Dr. Matthew Mayer leads a junior research group at Helmholtz-Zentrum Berlin (HZB). With his team, he is researching ways to reuse carbon dioxide. The scientists are trying to convert the gas into chemical compounds using electricity from renewable sources. These can then be used instead of fossil carbon as fuels or basic materials for various products. This process is called co-electrolysis.
To obtain new substances, researchers combine two electrolysis processes, hence co-electrolysis. Electrolysis is composed of the Greek ḗlektron (electric) and lýsis (dissolution) and means something is broken down by means of an electric current. Mayer and his colleagues use electricity to split water (H2O) and carbon dioxide into their components and recombine them into more valuable - i.e., energy-rich - compounds.
So far, only a small amount of CO2 has been converted into fuels and basic materials. One of the reasons for this is that co-electrolysis is very energy-intensive on the one hand, and on the other hand, there are as yet no devices that can also transform large quantities of CO2. The scientists of the Helmholtz-Klima-Initiative are tackling this challenge. "In our project Approaches for Circular Carbon Utilization, we are working on new containers - so-called reactors - within which co-electrolysis will take place. To do this, we are developing new materials. These should make the reactions more effective and help us produce exactly the compounds we want," Mayer explains. To understand how they can improve the system, the researchers are closely examining the various water-carbon dioxide reactions.
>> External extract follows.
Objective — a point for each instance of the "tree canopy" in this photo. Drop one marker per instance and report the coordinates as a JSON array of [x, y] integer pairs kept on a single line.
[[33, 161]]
How expensive could the products resulting from co-electrolysis become? It is not yet possible to say exactly. Initial estimates give cause for hope: It will probably be possible to produce most substances more cheaply than is currently possible. For example, while propanol - a substance based on carbon - currently costs around USD 1250 per ton, scientists reckon that propanol obtained by co-electrolysis could cost as little as USD 750 per ton.
According to the Climate Protection Act, Germany wants to be climate-neutral by 2045. To achieve this goal, fuels and basic materials must also be produced in a CO2-neutral way. This could save up to 180 million tons of CO₂ emissions per year in Germany alone. Currently, around 700 million tons of CO2 are emitted in Germany every year.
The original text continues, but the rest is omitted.